School can’t afford to replace broken equipment because of budget squeeze 

A primary school has had it can’t even afford to replace broken playground equipment because of a budget squeeze.

Bayton Church of England Primary School says that it can’t afford repairs on the old school house and fund a full curriculum.

Pic by Erem Kansoy/Caters News

Bosses at the school near Kidderminster say that any funds from the £20,000 appeal will be used to pay for maintenance and new play equipment. 

Jolanda Simmonds, headmistress of the school said that she and her staff receive a smaller budget compared to other schools in the area because they only have 94 pupils and have to spend 90% of their budget on staffing.

She said: “We’re a small village school. 

“It’s hugely frustrating. There are lots of time I wish I had a magic wand. 

Pic by Erem Kansoy/Caters News

“It’s the most challenging time in my career that I can recall in terms of funding.

“This is a national issue but we’re trying to be proactive and take the bull by the horns.”

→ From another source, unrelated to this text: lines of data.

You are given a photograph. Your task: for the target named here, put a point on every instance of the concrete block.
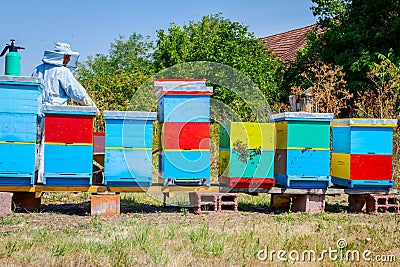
(227, 202)
(5, 203)
(202, 203)
(280, 201)
(383, 203)
(357, 203)
(105, 204)
(25, 201)
(308, 203)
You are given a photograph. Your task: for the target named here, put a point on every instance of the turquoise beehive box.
(302, 155)
(128, 148)
(20, 103)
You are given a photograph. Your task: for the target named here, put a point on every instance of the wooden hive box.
(68, 145)
(302, 155)
(362, 153)
(128, 148)
(183, 100)
(246, 154)
(20, 103)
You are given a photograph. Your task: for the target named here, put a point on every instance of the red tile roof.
(287, 44)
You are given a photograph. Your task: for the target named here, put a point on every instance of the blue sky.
(90, 26)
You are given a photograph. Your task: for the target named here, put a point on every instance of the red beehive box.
(185, 135)
(68, 129)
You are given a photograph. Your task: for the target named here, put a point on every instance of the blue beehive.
(190, 167)
(184, 101)
(68, 145)
(20, 94)
(20, 102)
(362, 153)
(128, 148)
(302, 155)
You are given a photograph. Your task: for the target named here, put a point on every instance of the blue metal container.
(67, 163)
(190, 167)
(17, 163)
(20, 94)
(363, 136)
(128, 148)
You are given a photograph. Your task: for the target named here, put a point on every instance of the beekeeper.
(60, 86)
(60, 83)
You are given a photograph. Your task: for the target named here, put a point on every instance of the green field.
(148, 234)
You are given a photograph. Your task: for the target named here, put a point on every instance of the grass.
(146, 234)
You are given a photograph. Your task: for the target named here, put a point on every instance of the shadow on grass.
(84, 208)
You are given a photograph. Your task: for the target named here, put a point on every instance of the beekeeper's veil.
(56, 56)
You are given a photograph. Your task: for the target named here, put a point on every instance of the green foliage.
(216, 39)
(111, 80)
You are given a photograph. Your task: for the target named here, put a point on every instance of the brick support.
(26, 202)
(280, 201)
(105, 204)
(5, 203)
(357, 203)
(308, 203)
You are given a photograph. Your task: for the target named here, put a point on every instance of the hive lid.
(301, 116)
(365, 122)
(181, 87)
(129, 115)
(23, 80)
(78, 110)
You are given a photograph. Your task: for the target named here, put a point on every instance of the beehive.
(184, 119)
(128, 148)
(246, 154)
(68, 145)
(20, 102)
(362, 153)
(302, 155)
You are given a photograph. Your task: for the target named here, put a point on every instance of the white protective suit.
(60, 83)
(60, 86)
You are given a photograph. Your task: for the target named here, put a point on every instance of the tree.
(217, 39)
(355, 32)
(113, 79)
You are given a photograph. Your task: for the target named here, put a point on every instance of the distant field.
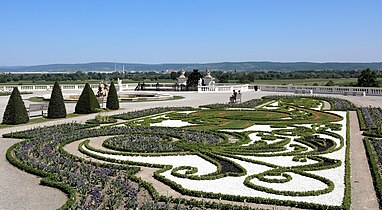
(320, 82)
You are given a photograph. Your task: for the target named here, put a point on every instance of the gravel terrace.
(20, 190)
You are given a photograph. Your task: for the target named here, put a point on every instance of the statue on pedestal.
(103, 89)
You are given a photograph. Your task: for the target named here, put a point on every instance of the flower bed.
(301, 161)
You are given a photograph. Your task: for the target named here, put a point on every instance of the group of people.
(235, 95)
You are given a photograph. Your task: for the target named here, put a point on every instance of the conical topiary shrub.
(87, 103)
(56, 107)
(112, 98)
(15, 112)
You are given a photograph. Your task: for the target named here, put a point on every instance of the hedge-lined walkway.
(363, 193)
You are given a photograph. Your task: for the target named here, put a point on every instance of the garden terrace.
(286, 152)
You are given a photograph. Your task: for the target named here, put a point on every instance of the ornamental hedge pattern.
(282, 151)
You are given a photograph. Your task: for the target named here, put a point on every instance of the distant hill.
(224, 66)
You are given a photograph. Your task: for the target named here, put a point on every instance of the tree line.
(221, 76)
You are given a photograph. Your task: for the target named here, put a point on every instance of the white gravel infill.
(204, 167)
(235, 186)
(159, 117)
(186, 112)
(280, 160)
(171, 123)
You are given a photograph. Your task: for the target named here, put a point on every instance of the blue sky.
(195, 31)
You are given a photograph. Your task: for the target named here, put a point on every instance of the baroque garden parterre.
(275, 150)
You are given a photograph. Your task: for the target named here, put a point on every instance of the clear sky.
(180, 31)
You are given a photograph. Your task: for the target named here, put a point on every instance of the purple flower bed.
(97, 186)
(378, 148)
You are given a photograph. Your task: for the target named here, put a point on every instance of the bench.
(36, 108)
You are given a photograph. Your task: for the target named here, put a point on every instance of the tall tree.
(56, 107)
(87, 103)
(367, 78)
(112, 98)
(15, 112)
(193, 79)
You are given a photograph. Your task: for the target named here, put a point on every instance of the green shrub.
(87, 103)
(112, 98)
(56, 107)
(15, 112)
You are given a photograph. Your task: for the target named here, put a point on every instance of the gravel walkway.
(363, 193)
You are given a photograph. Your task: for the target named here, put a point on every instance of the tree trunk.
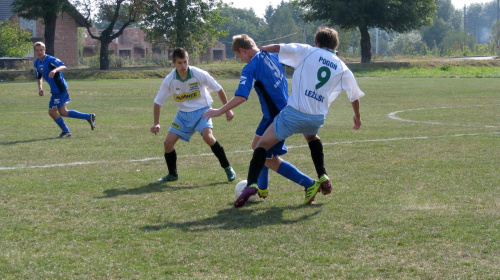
(49, 33)
(104, 55)
(366, 47)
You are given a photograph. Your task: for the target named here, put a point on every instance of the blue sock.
(77, 115)
(61, 124)
(291, 172)
(263, 181)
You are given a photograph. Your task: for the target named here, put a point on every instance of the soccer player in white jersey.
(50, 68)
(265, 74)
(190, 88)
(318, 78)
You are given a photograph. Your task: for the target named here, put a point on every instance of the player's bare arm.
(156, 125)
(234, 102)
(223, 99)
(58, 69)
(271, 48)
(40, 89)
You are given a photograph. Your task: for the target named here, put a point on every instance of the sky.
(259, 6)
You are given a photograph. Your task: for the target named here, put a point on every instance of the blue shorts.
(57, 100)
(290, 121)
(277, 150)
(186, 123)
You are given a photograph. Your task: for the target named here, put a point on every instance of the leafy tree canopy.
(13, 41)
(389, 15)
(191, 24)
(48, 11)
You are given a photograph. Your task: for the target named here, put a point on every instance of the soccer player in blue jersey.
(190, 88)
(266, 75)
(50, 68)
(318, 79)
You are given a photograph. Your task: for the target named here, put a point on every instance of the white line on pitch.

She said that because of the budget squeeze, the school hasn’t been able to replace broken playground equipment or even refurbish rooms with mould growing in them and can’t even afford to get new climbing frames.

Jolanda added: “The pupils have asked for things like new playground equipment which we’ve had to fundraise for. It’s disappointing when we have to say no and take down old equipment and have to fundraise to replace it.

Pic by Erem Kansoy/Caters News

“Funding is being squeezed all the time. Because we’re a small village school we feel the pinch a bit more.

“Because we’ve got fewer pupils than some larger schools we don’t get as much as money.

“We’ve got an old building so trying to maintain it isn’t something we’ve been able to do.

“Once we set our budget we can’t use the money on repairs, there just isn’t enough money to go round for everything.”

Pic from Caters News

Jolanda said that the school have launched the crowdfunding campaign in an effort to raise funds for badly needed repairs.

She said: “We want to be in a position to do our best for the building but also to be able to provide a first quality curriculum for all of our pupils.

“I feel hugely frustrated that we can’t do these things because we don’t have the funds.

“We’re all trying to make our money go further then we have before.”

Councillor Marcus Hart, Cabinet Member for Education and Skills, said: “Significant financial pressures within education is a national issue that the majority of local authorities, including Worcestershire, are continuing to experience. The County Council has, for a number of years, been a key member of the F40 Group which represents the lowest funded local authorities.

Pic by Erem Kansoy/Caters News

“Schools in Worcestershire are allocated a budget share based upon the Department for Education’s National Funding Formula parameters. Allocation of funding for schools will depend on a number of different criteria such as pupil numbers, deprivation statistics and low prior attainment levels.

“In the proposed budget for 2019/20, the Council has included an investment of £13.7m to build, extend and maintain schools across the county.”